Rentschler erinnerte an die Opfer des Krieges, nannte Zahlen und gab diesen Gesichter. In Aalen war der Krieg bereits in der Nacht zum 23. April 1945 vorbei. Da hatten Wehrmacht und eine SS-Einheit fluchtartig die Stadt verlassen. US-Truppen besetzten die Stadt und befreiten fast 10 000 Zwangs- und Fremdarbeiter aus Lagern, während andere hastig im Garten Parteiabzeichen verscharrten. Befreit wurden auch NS-Gegner, wie Gewerkschaftsführer Karl Mikeler oder der spätere OB Otto Balluff, berichtete der OB.
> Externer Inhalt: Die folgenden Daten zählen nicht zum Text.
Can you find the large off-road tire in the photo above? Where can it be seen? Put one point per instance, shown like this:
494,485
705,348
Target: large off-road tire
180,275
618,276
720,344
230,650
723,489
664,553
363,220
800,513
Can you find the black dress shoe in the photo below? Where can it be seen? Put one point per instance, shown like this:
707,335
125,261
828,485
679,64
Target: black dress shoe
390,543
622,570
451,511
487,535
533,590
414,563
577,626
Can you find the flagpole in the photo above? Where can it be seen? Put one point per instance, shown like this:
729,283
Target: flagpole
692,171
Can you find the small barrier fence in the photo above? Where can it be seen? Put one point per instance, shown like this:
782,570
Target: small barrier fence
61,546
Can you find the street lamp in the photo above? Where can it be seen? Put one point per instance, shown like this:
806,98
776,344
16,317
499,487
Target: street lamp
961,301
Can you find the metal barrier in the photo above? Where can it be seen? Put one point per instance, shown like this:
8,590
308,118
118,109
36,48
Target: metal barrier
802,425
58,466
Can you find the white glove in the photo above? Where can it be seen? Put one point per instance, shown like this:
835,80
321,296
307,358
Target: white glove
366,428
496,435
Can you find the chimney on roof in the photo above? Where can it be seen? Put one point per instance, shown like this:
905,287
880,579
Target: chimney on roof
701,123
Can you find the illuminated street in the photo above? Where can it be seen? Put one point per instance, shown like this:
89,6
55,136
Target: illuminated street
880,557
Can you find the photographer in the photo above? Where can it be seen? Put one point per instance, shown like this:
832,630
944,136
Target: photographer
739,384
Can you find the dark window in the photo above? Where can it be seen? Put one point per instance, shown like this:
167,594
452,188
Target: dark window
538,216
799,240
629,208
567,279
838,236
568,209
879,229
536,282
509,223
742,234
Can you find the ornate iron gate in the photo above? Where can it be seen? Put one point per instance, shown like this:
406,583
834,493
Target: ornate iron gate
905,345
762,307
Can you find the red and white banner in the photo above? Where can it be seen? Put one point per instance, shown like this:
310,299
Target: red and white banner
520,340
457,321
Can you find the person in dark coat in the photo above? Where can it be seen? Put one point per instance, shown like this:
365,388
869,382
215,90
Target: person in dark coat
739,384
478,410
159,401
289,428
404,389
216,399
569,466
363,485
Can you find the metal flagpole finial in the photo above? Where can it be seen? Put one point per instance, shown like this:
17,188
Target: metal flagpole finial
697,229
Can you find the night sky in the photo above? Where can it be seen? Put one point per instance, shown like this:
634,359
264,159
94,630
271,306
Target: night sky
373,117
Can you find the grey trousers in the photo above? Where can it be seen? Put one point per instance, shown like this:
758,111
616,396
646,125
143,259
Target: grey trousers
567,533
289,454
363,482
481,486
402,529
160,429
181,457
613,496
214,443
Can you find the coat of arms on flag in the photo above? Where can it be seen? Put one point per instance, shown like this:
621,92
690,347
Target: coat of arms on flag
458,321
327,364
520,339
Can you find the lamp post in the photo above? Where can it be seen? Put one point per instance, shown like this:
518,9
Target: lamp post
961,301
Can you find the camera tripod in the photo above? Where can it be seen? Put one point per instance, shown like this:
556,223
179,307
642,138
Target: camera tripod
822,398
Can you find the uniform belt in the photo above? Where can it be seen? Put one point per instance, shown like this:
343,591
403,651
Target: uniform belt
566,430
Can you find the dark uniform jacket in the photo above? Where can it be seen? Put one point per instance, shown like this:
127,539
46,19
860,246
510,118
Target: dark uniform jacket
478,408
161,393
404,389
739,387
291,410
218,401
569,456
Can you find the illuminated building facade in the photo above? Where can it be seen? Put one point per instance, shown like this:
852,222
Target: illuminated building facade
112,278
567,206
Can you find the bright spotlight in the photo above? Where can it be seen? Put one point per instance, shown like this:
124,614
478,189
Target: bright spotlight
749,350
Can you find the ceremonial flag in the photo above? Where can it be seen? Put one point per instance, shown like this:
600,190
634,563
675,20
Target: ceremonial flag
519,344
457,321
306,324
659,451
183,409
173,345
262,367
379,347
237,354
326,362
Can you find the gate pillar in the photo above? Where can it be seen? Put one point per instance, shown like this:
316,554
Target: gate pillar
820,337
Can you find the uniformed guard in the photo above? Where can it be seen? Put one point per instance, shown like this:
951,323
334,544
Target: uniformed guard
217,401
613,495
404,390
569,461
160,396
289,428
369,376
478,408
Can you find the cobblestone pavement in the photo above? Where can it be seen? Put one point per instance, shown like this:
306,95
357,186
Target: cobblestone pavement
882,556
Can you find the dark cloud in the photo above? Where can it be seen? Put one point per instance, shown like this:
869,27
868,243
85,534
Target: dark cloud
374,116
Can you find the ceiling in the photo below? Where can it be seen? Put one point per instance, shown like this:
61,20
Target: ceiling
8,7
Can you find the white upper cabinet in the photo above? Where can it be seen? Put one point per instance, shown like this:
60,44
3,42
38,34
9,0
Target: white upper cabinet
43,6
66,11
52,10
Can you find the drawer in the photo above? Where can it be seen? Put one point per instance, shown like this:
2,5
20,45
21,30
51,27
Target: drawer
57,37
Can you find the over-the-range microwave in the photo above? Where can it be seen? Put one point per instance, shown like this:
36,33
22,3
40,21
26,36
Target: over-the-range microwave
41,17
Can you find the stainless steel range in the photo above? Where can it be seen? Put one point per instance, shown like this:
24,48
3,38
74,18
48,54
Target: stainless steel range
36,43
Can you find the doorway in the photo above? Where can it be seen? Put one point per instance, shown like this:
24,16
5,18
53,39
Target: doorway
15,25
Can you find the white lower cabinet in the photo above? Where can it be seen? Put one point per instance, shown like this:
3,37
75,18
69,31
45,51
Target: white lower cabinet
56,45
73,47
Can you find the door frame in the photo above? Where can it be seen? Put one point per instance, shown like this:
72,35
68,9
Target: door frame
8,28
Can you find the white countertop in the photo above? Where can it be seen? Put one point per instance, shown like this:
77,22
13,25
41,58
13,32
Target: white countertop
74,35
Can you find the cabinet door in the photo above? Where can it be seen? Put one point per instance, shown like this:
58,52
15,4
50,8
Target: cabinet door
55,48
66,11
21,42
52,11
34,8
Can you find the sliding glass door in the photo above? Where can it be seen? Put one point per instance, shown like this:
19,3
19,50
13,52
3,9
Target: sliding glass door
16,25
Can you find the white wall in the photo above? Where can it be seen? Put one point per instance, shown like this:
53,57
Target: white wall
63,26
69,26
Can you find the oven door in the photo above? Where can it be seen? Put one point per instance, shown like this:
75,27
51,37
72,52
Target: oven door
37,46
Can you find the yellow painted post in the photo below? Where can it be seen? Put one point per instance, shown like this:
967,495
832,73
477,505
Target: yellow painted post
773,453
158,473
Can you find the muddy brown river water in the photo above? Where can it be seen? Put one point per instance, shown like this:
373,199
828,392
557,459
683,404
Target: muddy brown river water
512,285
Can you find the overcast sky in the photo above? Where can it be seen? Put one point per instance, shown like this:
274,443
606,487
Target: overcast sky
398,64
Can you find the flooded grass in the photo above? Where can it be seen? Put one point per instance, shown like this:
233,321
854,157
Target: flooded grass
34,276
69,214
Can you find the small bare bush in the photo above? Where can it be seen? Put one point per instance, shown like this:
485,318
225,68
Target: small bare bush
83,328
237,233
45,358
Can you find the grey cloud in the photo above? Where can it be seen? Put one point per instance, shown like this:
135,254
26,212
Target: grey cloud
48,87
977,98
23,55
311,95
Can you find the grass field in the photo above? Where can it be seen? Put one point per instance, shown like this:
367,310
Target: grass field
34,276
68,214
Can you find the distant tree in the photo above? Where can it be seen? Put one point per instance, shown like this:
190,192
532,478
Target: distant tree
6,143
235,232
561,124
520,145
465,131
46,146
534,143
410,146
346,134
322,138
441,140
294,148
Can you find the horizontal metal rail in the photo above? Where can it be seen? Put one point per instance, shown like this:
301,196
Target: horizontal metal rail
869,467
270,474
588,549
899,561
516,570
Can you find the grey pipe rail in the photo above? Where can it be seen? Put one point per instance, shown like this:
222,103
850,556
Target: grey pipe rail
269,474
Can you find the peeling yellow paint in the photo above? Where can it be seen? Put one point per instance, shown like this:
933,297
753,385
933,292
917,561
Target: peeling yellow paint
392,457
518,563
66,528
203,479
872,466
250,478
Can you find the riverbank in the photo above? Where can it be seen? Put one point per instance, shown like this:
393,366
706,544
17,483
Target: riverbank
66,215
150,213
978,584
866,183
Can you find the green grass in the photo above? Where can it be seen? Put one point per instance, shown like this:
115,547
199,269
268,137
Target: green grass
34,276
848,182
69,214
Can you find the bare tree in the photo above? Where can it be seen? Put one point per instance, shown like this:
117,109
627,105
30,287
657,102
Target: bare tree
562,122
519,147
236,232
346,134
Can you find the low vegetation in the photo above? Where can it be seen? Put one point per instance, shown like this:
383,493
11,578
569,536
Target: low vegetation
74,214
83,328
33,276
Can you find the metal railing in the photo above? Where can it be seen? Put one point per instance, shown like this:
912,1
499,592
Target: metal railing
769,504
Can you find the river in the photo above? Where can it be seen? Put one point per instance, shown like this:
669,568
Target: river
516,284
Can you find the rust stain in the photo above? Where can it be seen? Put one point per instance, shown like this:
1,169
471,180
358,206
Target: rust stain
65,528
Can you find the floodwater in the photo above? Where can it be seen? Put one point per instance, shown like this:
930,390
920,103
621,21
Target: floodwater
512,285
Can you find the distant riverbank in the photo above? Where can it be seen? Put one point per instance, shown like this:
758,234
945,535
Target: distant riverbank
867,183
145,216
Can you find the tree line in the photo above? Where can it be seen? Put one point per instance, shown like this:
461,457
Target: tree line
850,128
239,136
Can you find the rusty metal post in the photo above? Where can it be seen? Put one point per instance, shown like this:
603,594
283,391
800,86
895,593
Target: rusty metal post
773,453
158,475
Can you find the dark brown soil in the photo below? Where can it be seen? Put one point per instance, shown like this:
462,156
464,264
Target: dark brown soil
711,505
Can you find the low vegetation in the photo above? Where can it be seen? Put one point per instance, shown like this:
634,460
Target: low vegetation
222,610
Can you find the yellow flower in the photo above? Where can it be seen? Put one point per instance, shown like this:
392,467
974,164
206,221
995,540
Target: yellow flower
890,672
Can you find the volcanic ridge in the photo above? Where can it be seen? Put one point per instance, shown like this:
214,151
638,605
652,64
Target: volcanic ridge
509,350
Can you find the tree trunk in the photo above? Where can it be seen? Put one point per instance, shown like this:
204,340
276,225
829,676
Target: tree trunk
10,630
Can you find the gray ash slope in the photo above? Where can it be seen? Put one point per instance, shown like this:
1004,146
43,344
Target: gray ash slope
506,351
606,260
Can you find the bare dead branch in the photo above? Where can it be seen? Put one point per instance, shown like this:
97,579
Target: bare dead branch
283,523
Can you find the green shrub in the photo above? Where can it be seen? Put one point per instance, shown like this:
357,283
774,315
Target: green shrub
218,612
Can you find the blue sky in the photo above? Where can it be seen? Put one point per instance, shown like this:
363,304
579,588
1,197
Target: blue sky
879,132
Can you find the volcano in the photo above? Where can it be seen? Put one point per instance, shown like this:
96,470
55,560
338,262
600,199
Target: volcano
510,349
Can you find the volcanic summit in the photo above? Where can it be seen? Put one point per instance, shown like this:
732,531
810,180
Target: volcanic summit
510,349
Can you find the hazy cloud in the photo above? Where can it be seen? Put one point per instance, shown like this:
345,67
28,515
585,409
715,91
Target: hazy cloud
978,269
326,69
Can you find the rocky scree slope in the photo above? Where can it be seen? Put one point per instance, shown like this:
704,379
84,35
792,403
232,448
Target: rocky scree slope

Nach Scham und Trauer, die stumm machten, lernten Deutsche die Sprache der lebendigen Demokratie. Der Duden hierzu: Aussöhnung zwischen den Völkern. Bei der Verständigung mit Frankreich war die Initiative in Aalen aus der Mitte der Gesellschaft gekommen. Sportlern, Musikern, Schülern und Lehrern sei es zu verdanken, dass Aalen bis heute so viele Städtepartnerschaften pflege. Und mehr: Aalen engagiert sich für Flüchtlinge in Antakya oder Arme in Mosambik. Und Aalen selbst stehe für Vielfalt: Über 130 Nationalitäten leben hier harmonisch miteinander, sagte Rentschler.

"Schließen wir auch die ins Erinnern ein, die jetzt zu Millionen in Flüchtlingslagern leben müssen, die vertrieben wurden aus ihrer Heimat, ohne Hoffnung auf Rückkehr", bat der OB.

"Überleben ist ein Privileg, das verpflichtet", zitierte Pfarrer Richter in seiner Predigt Simon Wiesenthal. Der Krieg, die Nazi-Herrschaft hätten unfassbares Leid gebracht. Gute Erinnerungskultur sei wichtiger denn je, sagte er. Frieden, auch sozialer, sei aber kein Selbstläufer, sondern müsse täglich aufs Neue verteidigt werden: "Wir haben viel erreicht, aber wir dürfen aus darauf nicht ausruhen."

Pfarrer Sedlmeier las aus der Bergpredigt und formulierte kraftvolle Fürbitten wie diese: "1933 bis 1945, Jahre der Schuld, des Terrors, der Gier, Feigheit, und des Todes. Herr, lass uns daraus lernen, und gib uns den Mut, für eine bessere Welt zu kämpfen." Mit dem Segen endete eine würdige Veranstaltung.